L’obsession du trône a enfanté chez le Gladiateur une mare de contradictions. Comme un vieux crocodile, il a pondu et enfoui sous le sable ses œufs de monstres dont l’éclosion prématurée infeste son territoire.
Il s’est résolu à mettre d’immenses ressources aux origines nébuleuses au service des « citoyens ordinaires» pour se faire pardonner du clergé musulman ;
Il a organisé nuitamment la fuite du célèbre « voleur de deniers publics » et menacé de « laisser la justice s’appliquer» si jamais il revenait avant son hypothétique réélection.
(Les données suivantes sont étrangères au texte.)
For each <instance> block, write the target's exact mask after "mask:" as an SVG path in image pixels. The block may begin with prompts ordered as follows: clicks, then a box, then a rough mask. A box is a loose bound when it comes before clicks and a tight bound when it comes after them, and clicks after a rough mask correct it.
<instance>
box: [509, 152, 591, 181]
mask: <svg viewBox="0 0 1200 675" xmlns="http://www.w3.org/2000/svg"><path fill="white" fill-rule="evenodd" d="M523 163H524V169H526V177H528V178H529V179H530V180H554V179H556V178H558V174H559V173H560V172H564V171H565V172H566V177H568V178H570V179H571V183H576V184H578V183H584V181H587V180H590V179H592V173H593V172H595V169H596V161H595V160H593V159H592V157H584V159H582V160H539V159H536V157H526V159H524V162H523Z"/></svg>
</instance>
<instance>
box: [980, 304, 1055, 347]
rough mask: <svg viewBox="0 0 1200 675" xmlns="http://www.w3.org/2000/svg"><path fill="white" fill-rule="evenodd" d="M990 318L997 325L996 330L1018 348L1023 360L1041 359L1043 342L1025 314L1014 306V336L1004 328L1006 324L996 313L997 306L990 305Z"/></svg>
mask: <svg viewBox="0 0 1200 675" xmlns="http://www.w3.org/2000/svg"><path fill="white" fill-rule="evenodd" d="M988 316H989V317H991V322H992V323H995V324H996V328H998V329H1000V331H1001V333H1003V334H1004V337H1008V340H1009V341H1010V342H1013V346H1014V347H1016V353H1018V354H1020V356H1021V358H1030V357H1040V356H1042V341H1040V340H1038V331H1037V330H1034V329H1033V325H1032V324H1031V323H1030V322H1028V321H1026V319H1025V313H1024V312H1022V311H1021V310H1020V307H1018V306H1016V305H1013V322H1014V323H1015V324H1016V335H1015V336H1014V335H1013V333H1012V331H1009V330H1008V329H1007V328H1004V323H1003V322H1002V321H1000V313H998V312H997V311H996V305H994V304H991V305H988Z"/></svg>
Mais ne risque t-il d’être traduit comme complice pour l’avoir assisté en toute connaissance de cause à se soustraire de cette justice indépendante avec nos milliards ?
Après avoir défendu les bienfaits de la colonisation qui offrait des desserts aux tirailleurs, il a nié avoir délibérément bradé nos ressources aux étrangers. Maintenant, il revient pour défendre ses choix en déclarant : « Les Pays sont risqués : il y a les maladies, il y a les guerres. Donc ceux qui viennent, sont tellement courageux qu’il faut tout leur offrir» (sic). Donald Trump avait dit moins que çà en nous qualifiant de pays de merde.
Il déclare la justice indépendante et s’arroge le droit de traduire qui il veut et de « mettre sous le coude» les razzias discontinues de ses amis.

Aujourd’hui, le Gladiateur constate à ses dépens que sa volonté de « réduire l’opposition à sa plus simple expression » est un échec. Dans son entreprise de la terre brûlée, il a juste réussi à défolier de gros arbres sans réussir à les dessoucher. Et le vide qui en a résulté s’est transformé en terreau fertile ayant permis l’émergence de nouvelles pousses qui hantent son sommeil.

Jusqu’où ira-t-il ? Et surtout jusqu’à quand le laissera-t-on faire ? Ceuy Ndoubelaan !!!